I did notice one strange thing though. It seemed like folks from the city were staying in an Airbnb. That couldn't be though, I thought. Raleigh city councilors are working overtime to block Raleigh residents from renting out their own homes on a short term basis. How could it be city policy to send their own employees to other cities to stay in Airbnbs when city councilors have made it clear what a giant disruption they would be to neighborhoods in our city.
Of course, this isn't the first time that we have experienced this type of what's good for the goose is NOT good for the gander hypocrisy in the city of Raleigh.
Councilor Russ Stephenson, the unelected Mayor of Raleigh, has made clear that he stays in Airbnbs in other cities "all the time" even as he has done his level best to make sure they will never be made legal in our city.

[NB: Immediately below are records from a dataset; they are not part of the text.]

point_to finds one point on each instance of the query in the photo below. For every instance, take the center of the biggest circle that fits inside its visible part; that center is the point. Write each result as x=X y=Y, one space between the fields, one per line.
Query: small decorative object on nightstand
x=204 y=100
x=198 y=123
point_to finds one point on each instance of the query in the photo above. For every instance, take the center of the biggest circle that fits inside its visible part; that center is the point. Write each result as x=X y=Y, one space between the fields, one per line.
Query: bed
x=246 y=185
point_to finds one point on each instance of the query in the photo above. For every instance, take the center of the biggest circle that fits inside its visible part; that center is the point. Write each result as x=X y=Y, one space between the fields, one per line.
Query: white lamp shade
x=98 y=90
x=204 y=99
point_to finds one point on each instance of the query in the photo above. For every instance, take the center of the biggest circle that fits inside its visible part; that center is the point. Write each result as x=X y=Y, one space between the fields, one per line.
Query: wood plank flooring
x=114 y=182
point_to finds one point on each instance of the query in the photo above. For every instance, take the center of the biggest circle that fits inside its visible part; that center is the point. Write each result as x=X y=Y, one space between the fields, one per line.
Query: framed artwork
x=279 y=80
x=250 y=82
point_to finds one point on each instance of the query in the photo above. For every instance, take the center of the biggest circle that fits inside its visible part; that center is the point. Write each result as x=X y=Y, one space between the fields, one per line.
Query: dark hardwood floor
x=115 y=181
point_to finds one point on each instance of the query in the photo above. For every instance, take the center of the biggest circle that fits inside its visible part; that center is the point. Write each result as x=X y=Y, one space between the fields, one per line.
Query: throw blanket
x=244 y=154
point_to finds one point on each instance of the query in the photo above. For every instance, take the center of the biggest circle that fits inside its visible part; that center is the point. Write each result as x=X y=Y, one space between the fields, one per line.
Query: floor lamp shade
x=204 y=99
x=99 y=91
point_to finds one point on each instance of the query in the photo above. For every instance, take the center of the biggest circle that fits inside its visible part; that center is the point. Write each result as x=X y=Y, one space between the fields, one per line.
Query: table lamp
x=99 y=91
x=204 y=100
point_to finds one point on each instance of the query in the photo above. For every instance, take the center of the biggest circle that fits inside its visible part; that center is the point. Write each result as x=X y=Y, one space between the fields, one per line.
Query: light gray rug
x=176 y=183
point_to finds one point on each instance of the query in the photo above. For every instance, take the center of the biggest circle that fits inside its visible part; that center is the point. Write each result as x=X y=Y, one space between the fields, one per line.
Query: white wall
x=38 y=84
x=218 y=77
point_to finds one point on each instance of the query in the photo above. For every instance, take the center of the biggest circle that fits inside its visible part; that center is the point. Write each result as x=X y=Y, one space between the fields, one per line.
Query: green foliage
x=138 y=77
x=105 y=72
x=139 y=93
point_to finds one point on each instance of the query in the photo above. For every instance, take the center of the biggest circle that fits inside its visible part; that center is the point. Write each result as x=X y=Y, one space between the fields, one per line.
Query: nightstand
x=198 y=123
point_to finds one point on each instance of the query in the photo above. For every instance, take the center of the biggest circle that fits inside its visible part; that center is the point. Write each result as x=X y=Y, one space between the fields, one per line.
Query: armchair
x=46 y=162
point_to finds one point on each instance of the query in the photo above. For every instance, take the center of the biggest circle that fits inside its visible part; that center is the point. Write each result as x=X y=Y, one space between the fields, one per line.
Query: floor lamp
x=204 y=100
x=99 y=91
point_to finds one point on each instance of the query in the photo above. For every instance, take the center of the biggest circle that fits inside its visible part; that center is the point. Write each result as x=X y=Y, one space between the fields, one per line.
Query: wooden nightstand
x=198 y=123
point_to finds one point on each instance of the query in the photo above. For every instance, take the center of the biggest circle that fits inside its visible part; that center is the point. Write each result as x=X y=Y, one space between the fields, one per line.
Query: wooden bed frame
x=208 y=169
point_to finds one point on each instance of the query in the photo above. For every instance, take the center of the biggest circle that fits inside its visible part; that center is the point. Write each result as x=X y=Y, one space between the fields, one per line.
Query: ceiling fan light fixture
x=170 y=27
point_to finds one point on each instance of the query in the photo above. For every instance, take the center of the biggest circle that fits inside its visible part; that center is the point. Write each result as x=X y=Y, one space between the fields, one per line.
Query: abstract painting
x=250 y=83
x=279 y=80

Now comes this story from the News & Observer...
For all the talk from city councilors like Russ Stephenson, Stef Mendell, Kay Crowder and David Cox about how they are "protecting our neighborhoods" from the scourge of short term rentals, their policy has been an abysmal failure and an embarrassment to Raleigh. This latest display of hypocrisy just lays bare that fact.
If Raleigh wants to be a "21st century city of innovation" as it claims, it's time to abandon the Russ Stephenson rule for short term rentals and embrace the same technology that city employees wisely have when visiting other cities. If we want to compete with Austin for festivals and other tourism attracting events, then we're going to need to put our city on a level playing field with them when it comes to Airbnb. And if Austin's rules on short term rentals are good enough for the city to feel comfortable sending its employees to stay in Airbnbs when visiting, then the city council should immediately adopt the Austin model as Raleigh's new rules.
At any rate, there shouldn't be one policy for Raleigh employees and one for Raleigh residents. That's wrong. City councilors know it. And they're allowing it anyway.